“¿Qué nos ofrece la historia?”- se me interroga. Tantas cosas –pienso– que la lista desbordaría este limitado espacio. Pero entre todo lo que nos puede brindar, hay una virtud que tiene relevancia fundamental: el conocimiento de la historia nos otorga la idea de “historicidad”. Es decir, que los procesos humanos tienen una duración en el tiempo y que sus causas pueden advertidas en las intenciones humanas, tanto sociales como individuales
Gracias a esta idea, la de historicidad, asumimos que las teorías tienen un origen, que aparecieron en circunstancias muy precisas y que, si las condiciones les son adversas, esas teorías desaparecen. O, en el mejor de los casos, cambian. Asimismo, descubrimos que las formas de gobiernos, las estructuras económicas, las mentalidades, los conceptos, los estilos artísticos, las normas, los hábitos, también tienen una duración limitada de tiempo. De igual modo, nos damos cuenta que los productos culturales son relativos a cada situación histórica. Y que, para entender su formación, su sentido y finalidad, hay que saber contextualizarlos.
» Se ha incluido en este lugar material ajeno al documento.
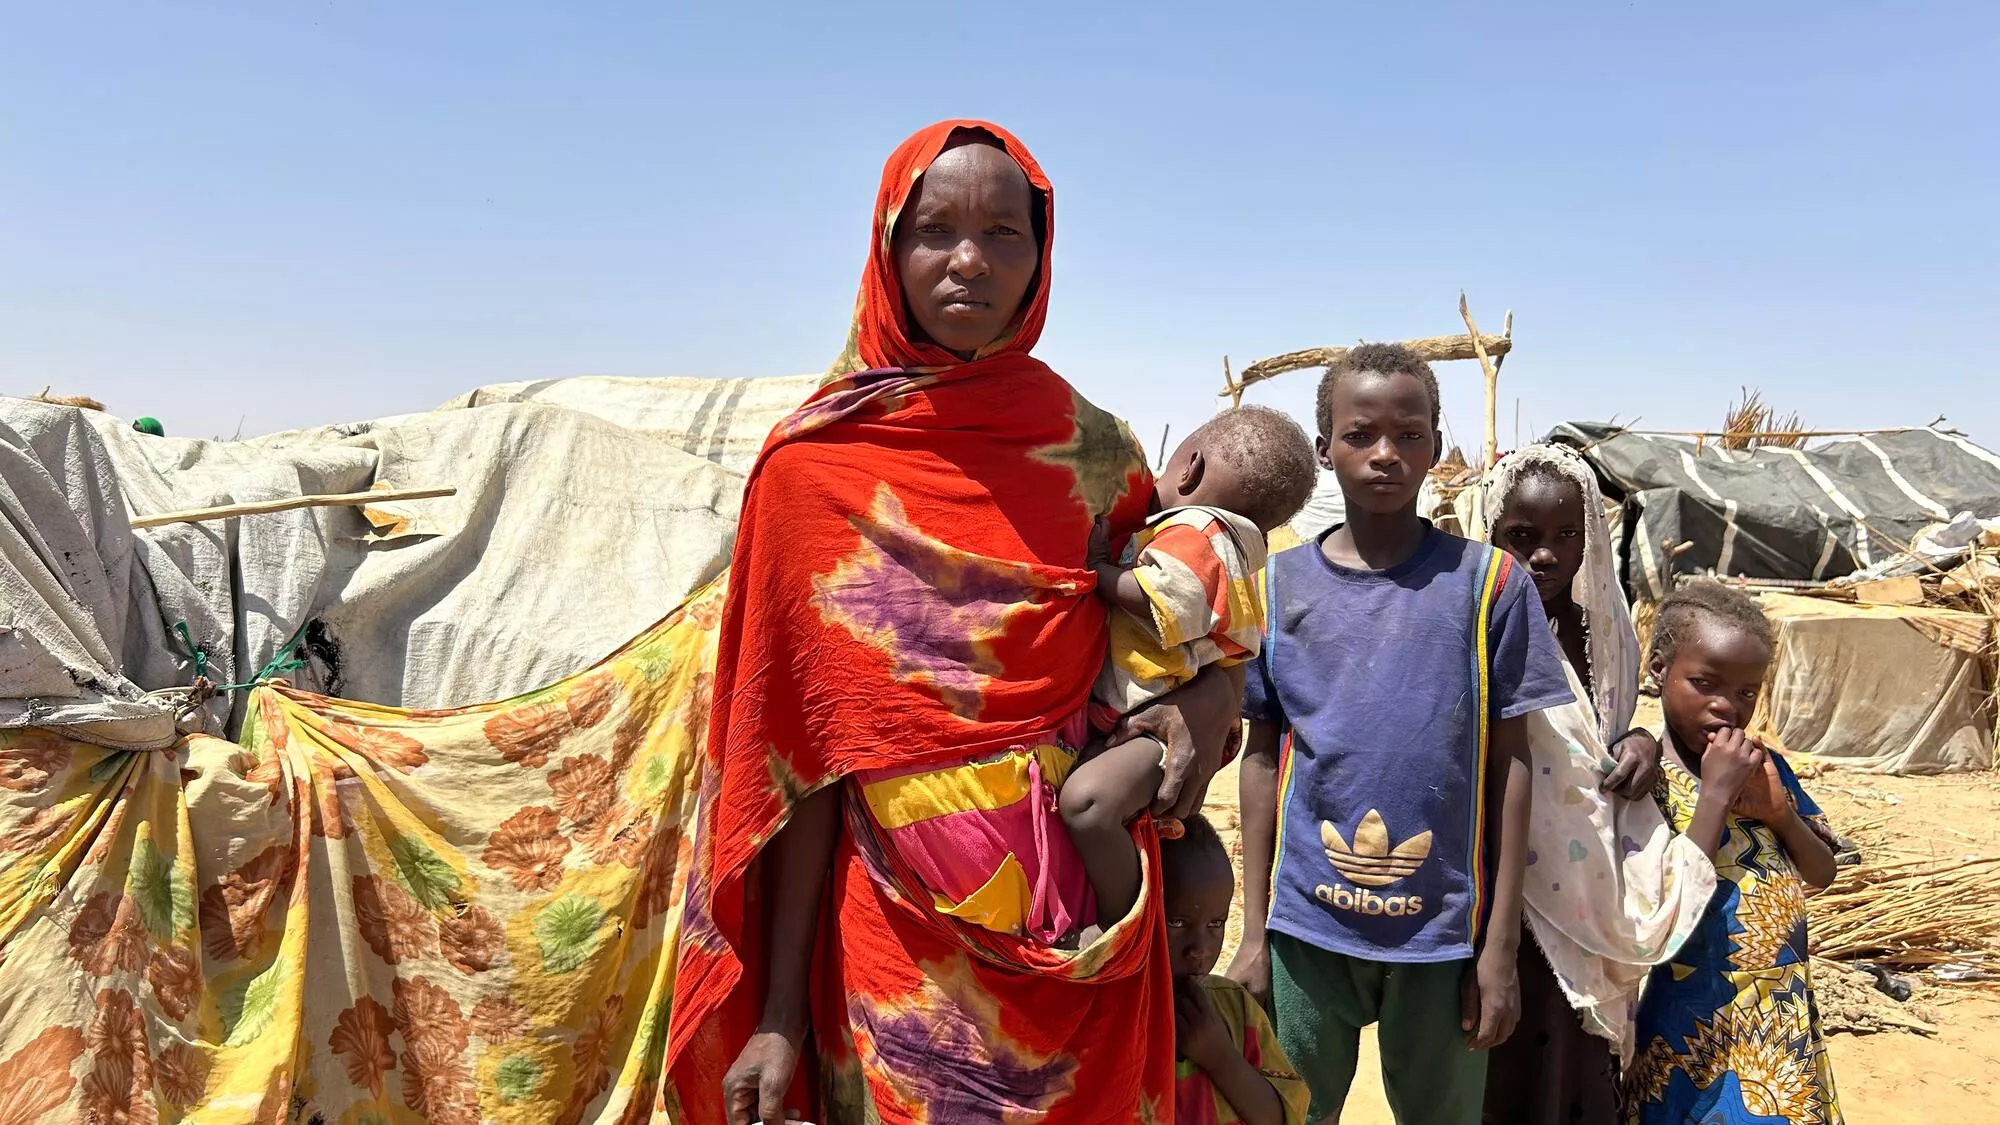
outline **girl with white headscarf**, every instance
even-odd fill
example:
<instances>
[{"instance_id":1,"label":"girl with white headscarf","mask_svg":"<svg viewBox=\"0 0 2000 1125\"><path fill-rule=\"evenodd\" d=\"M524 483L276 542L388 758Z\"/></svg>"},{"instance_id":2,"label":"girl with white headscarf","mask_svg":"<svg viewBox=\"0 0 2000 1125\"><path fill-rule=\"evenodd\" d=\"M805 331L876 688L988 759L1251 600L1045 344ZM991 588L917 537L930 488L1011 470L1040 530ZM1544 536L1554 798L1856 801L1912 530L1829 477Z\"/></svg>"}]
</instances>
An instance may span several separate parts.
<instances>
[{"instance_id":1,"label":"girl with white headscarf","mask_svg":"<svg viewBox=\"0 0 2000 1125\"><path fill-rule=\"evenodd\" d=\"M1597 475L1532 445L1487 476L1490 538L1528 569L1576 702L1529 716L1534 786L1521 1022L1487 1067L1486 1120L1612 1125L1647 972L1715 890L1708 857L1650 800L1659 743L1631 729L1639 642L1612 568Z\"/></svg>"}]
</instances>

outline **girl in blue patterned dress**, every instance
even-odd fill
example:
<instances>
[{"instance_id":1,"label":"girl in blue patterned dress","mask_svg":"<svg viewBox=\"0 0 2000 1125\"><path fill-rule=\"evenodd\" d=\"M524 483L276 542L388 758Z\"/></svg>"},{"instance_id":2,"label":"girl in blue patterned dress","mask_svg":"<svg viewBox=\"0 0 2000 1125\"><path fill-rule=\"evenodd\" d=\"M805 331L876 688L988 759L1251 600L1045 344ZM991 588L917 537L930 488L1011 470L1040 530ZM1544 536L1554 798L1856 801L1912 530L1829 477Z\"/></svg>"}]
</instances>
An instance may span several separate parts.
<instances>
[{"instance_id":1,"label":"girl in blue patterned dress","mask_svg":"<svg viewBox=\"0 0 2000 1125\"><path fill-rule=\"evenodd\" d=\"M1639 1004L1632 1125L1840 1125L1806 959L1805 887L1833 881L1819 806L1744 733L1771 662L1757 603L1714 582L1660 607L1652 668L1666 712L1656 796L1715 860L1715 899Z\"/></svg>"}]
</instances>

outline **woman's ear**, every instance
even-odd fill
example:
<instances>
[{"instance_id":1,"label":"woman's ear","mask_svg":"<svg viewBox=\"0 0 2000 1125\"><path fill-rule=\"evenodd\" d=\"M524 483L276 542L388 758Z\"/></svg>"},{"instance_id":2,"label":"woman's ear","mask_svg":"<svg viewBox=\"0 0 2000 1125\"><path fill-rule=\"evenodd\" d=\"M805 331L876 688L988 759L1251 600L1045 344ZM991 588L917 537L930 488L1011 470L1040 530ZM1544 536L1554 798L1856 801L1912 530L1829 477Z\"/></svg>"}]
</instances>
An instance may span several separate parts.
<instances>
[{"instance_id":1,"label":"woman's ear","mask_svg":"<svg viewBox=\"0 0 2000 1125\"><path fill-rule=\"evenodd\" d=\"M1325 434L1321 434L1313 439L1313 452L1319 455L1319 467L1332 472L1333 447L1327 443Z\"/></svg>"}]
</instances>

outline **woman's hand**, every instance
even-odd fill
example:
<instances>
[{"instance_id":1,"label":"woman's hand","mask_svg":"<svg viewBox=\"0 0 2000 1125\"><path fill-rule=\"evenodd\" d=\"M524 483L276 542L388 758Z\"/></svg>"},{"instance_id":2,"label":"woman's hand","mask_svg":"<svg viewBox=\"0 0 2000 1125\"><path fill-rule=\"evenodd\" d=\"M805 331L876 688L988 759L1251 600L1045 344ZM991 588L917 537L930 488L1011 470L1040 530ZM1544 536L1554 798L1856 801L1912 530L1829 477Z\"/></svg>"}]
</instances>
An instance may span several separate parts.
<instances>
[{"instance_id":1,"label":"woman's hand","mask_svg":"<svg viewBox=\"0 0 2000 1125\"><path fill-rule=\"evenodd\" d=\"M763 1031L750 1037L722 1079L722 1104L729 1125L785 1125L785 1091L799 1069L799 1044L788 1035Z\"/></svg>"},{"instance_id":2,"label":"woman's hand","mask_svg":"<svg viewBox=\"0 0 2000 1125\"><path fill-rule=\"evenodd\" d=\"M1660 740L1649 730L1633 730L1625 734L1611 747L1612 756L1618 759L1611 772L1604 775L1598 788L1614 793L1628 801L1636 801L1653 792L1660 781Z\"/></svg>"},{"instance_id":3,"label":"woman's hand","mask_svg":"<svg viewBox=\"0 0 2000 1125\"><path fill-rule=\"evenodd\" d=\"M829 785L792 807L792 819L765 846L766 930L771 950L764 1012L722 1079L729 1125L785 1125L785 1092L799 1069L811 1010L812 952L820 896L840 839L840 786ZM782 908L778 907L782 904ZM740 987L754 987L747 982Z\"/></svg>"},{"instance_id":4,"label":"woman's hand","mask_svg":"<svg viewBox=\"0 0 2000 1125\"><path fill-rule=\"evenodd\" d=\"M1206 1071L1221 1069L1237 1053L1208 989L1190 977L1174 980L1174 1046L1182 1058Z\"/></svg>"},{"instance_id":5,"label":"woman's hand","mask_svg":"<svg viewBox=\"0 0 2000 1125\"><path fill-rule=\"evenodd\" d=\"M1222 768L1242 732L1243 669L1211 664L1181 688L1125 716L1105 742L1146 736L1167 748L1166 778L1153 799L1154 816L1177 820L1201 811L1209 779Z\"/></svg>"}]
</instances>

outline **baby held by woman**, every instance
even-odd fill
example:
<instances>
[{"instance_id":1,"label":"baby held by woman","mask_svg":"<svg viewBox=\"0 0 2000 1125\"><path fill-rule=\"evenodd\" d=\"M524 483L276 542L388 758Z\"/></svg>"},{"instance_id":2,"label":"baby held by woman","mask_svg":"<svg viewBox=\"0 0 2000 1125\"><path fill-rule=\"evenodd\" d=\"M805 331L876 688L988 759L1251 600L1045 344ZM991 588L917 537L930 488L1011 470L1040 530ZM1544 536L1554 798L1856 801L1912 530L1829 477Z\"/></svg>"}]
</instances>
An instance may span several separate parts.
<instances>
[{"instance_id":1,"label":"baby held by woman","mask_svg":"<svg viewBox=\"0 0 2000 1125\"><path fill-rule=\"evenodd\" d=\"M1090 562L1098 596L1113 612L1110 654L1091 692L1094 730L1110 730L1210 664L1240 668L1257 656L1264 537L1305 505L1317 471L1298 423L1265 407L1237 407L1174 451L1157 477L1154 514L1115 557L1098 525ZM1063 822L1105 925L1138 900L1139 853L1126 825L1159 791L1164 753L1149 738L1108 747L1062 786Z\"/></svg>"}]
</instances>

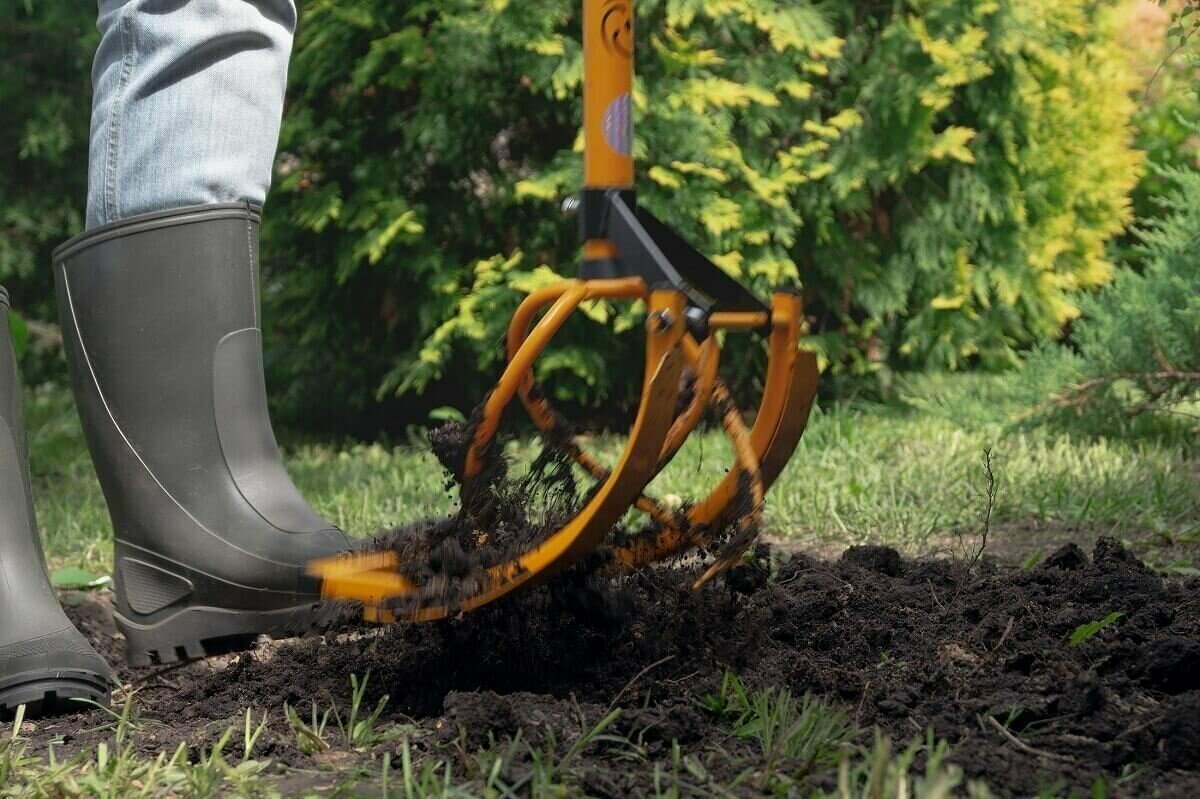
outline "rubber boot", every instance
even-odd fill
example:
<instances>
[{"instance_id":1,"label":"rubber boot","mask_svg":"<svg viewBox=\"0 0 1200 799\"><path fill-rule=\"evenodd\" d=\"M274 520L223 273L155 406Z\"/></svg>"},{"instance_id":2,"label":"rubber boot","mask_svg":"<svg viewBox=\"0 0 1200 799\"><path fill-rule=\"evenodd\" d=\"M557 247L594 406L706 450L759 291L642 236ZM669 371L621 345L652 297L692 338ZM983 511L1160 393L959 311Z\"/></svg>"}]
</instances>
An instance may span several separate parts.
<instances>
[{"instance_id":1,"label":"rubber boot","mask_svg":"<svg viewBox=\"0 0 1200 799\"><path fill-rule=\"evenodd\" d=\"M0 287L0 716L30 718L108 703L104 658L63 613L46 576L29 490L21 381Z\"/></svg>"},{"instance_id":2,"label":"rubber boot","mask_svg":"<svg viewBox=\"0 0 1200 799\"><path fill-rule=\"evenodd\" d=\"M292 484L271 430L258 227L251 206L205 205L95 228L54 253L133 665L303 632L317 603L305 565L348 548Z\"/></svg>"}]
</instances>

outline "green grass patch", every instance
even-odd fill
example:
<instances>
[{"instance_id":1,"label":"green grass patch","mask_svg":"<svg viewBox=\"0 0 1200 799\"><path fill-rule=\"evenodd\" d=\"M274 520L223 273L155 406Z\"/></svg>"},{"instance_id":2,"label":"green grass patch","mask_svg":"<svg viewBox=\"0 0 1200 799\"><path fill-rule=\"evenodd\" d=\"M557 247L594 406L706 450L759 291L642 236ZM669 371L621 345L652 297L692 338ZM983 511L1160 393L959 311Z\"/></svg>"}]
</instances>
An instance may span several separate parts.
<instances>
[{"instance_id":1,"label":"green grass patch","mask_svg":"<svg viewBox=\"0 0 1200 799\"><path fill-rule=\"evenodd\" d=\"M776 537L837 551L864 542L908 553L953 549L980 526L986 501L982 452L991 448L999 493L994 553L1018 562L1070 539L1116 535L1168 545L1200 538L1200 465L1194 436L1133 438L1025 428L1004 400L1003 377L924 378L888 405L818 409L788 469L768 495ZM991 398L991 399L989 399ZM55 566L105 573L108 516L69 397L32 392L28 403L36 504ZM617 435L589 446L615 460ZM518 457L533 446L513 446ZM731 462L720 430L694 435L652 491L673 501L715 485ZM428 452L413 444L304 443L287 465L331 521L369 535L453 510L455 496ZM1084 542L1086 543L1086 541ZM1174 558L1172 560L1171 558Z\"/></svg>"},{"instance_id":2,"label":"green grass patch","mask_svg":"<svg viewBox=\"0 0 1200 799\"><path fill-rule=\"evenodd\" d=\"M357 694L357 691L355 692ZM352 700L353 701L353 700ZM430 747L407 725L383 728L370 747L338 736L313 749L306 738L276 738L272 754L312 759L308 767L284 767L260 752L266 734L278 726L269 711L247 709L211 746L172 748L165 728L140 719L136 700L126 697L109 711L106 739L70 758L30 753L18 712L0 725L0 797L138 796L166 797L404 797L404 799L499 799L499 797L584 797L588 770L604 768L646 774L646 796L683 797L808 796L813 799L992 799L987 785L966 779L951 762L951 748L932 732L901 748L876 730L855 728L847 709L823 700L796 699L786 691L745 688L727 674L719 696L706 697L704 710L751 746L733 750L710 741L704 751L673 743L665 755L651 756L635 738L610 730L621 710L581 728L571 740L553 736L537 746L521 733L483 748L461 743ZM292 727L291 722L284 722ZM384 745L390 741L390 744ZM298 753L283 751L295 746ZM145 752L158 750L156 755ZM168 754L169 753L169 754ZM322 760L313 758L324 758ZM599 759L597 759L599 758ZM714 773L720 763L722 775ZM823 787L824 786L824 787ZM1099 791L1096 790L1099 788ZM1093 786L1104 796L1106 784ZM1045 799L1082 796L1058 787Z\"/></svg>"},{"instance_id":3,"label":"green grass patch","mask_svg":"<svg viewBox=\"0 0 1200 799\"><path fill-rule=\"evenodd\" d=\"M912 755L919 747L906 751L893 762L890 759L876 764L877 755L866 751L853 751L848 745L858 731L846 726L844 712L822 703L795 702L780 692L748 693L736 678L728 678L727 684L735 686L737 696L733 703L743 703L740 711L735 710L732 719L735 734L743 738L754 738L762 744L762 762L751 755L744 763L745 770L732 780L720 781L708 775L699 761L686 760L676 745L672 749L672 765L668 770L662 764L654 766L655 796L735 796L739 788L756 784L778 795L788 795L789 787L800 788L795 780L814 772L825 772L840 762L839 792L830 796L860 795L859 790L873 784L873 775L882 765L891 775L897 767L905 773L901 779L907 781L907 770L912 765ZM272 769L269 758L255 757L255 750L270 724L270 714L256 718L247 710L238 726L228 727L210 748L190 750L180 743L170 756L167 750L154 757L140 754L140 738L147 734L138 720L132 699L118 710L110 711L111 736L90 751L85 751L69 760L59 760L53 754L37 757L28 753L22 738L24 721L18 712L16 720L0 739L0 796L140 796L140 797L274 797L281 796L280 785L285 771ZM343 774L332 780L327 770L315 769L304 779L303 770L292 770L287 779L295 787L296 777L305 785L303 795L334 796L401 796L415 797L500 797L500 796L583 796L580 790L581 768L576 761L589 748L604 748L610 754L619 751L628 767L650 768L646 752L635 742L620 736L607 734L606 730L619 717L620 710L612 710L594 727L581 731L577 739L564 742L562 746L551 739L539 747L522 744L521 737L496 743L490 748L473 753L459 752L453 759L438 755L417 755L412 741L399 733L395 753L385 751L364 755L363 746L342 738L348 757L339 765L351 766L342 769ZM773 728L771 720L792 720L786 733L772 738L774 732L784 728ZM294 728L293 728L294 729ZM161 731L160 731L161 732ZM237 742L240 755L227 754L231 742ZM378 743L378 742L376 742ZM886 746L886 743L883 744ZM877 751L878 751L877 744ZM303 740L297 747L311 755ZM153 748L153 747L152 747ZM325 744L319 751L328 752ZM944 744L932 750L936 763L932 768L940 772ZM357 754L356 754L357 753ZM465 757L464 757L465 755ZM789 758L789 760L784 760ZM799 762L796 758L801 758ZM353 764L351 764L353 760ZM791 766L791 774L787 767ZM927 771L929 767L927 767ZM895 775L893 780L895 779ZM958 784L957 772L947 771L936 780L948 787ZM917 786L922 783L918 781ZM845 789L853 790L847 794ZM780 790L784 793L779 793ZM816 793L815 796L826 794ZM877 793L862 793L876 796ZM891 795L891 794L889 794ZM909 795L909 794L904 794ZM925 794L918 791L913 796L949 796L950 794Z\"/></svg>"}]
</instances>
En términos éticos, la conciencia sobre la historicidad de los procesos, nos enseña a asumir los frutos de nuestra condición humana con realismo y con humildad. En efecto, reconocer la temporalidad de una teoría, nos lleva a considerar su limitación y reconocer sus potencialidades y debilidades. Sabiendo que su duración será efectiva en la medida que sea pertinente para explicar hechos y fenómenos. Luego de eso, surgirá una nueva forma de explicar y de interpretar, evidenciando la contingencia de todo enfoque teórico.
Como es evidente, el saber histórico no es una simple recolección de hechos inconexos, que sirven para evidenciar artificios memorísticos. Si el conocimiento histórico se limitara a la mnemotecnia, sería inevitablemente un ejercicio torturador e inútil. Felizmente no es así (aunque algunos lo hacen creer de ese modo)
Sin embargo, ¿por qué la historia es tan peligrosa? Porque si asumimos la historicidad social, económica, política y cultural, tomaremos nota de los cambios que operan al interior de los procesos, considerando -muy probablemente- su desaparición. La conciencia de temporalidad cuestiona el principio de universalidad rígida, propio de cualquier pensamiento fundamentalista. Al fin y al cabo, a los que quieren hacernos creer que no ha habido otro mundo económico y social, les conviene que asumamos esa realidad como un “eterno presente”, como si nunca hubieran existido otras maneras de producir, otras formas de ser y de vivir.
El desconocimiento de la historicidad de los procesos, no lleva a algo peor. A creer que no habrá nuevas situaciones y a considerar los eventos del futuro a una sucesión de hechos tecnológicos, sin posibilidad de cambios notables. Pero la idea de historicidad – en su dimensión más profunda- nos conduce a una noción ajustada de la esperanza. Es decir, a pensar que el “futuro está abierto y que nada está dicho”. (Popper)
Por ello, resulta interesante tomar nota del siguiente hecho. En mayo de 2019, en el vecino país del sur, los cursos de historia de la educación secundaria dejaron de ser obligatorios. La argumentación era esperable: orientar la educación de los jóvenes a las “exigencias del siglo XXI” (cuando eso de las “exigencias del siglo XXI” resulta tan relativo). De pronto, el plan era “reeducar”, paulatinamente, a la población para que acepte este mundo, como el “único mundo posible”. Destruyendo el acceso a la memoria, aniquilamos el futuro. Volveremos sobre este tema.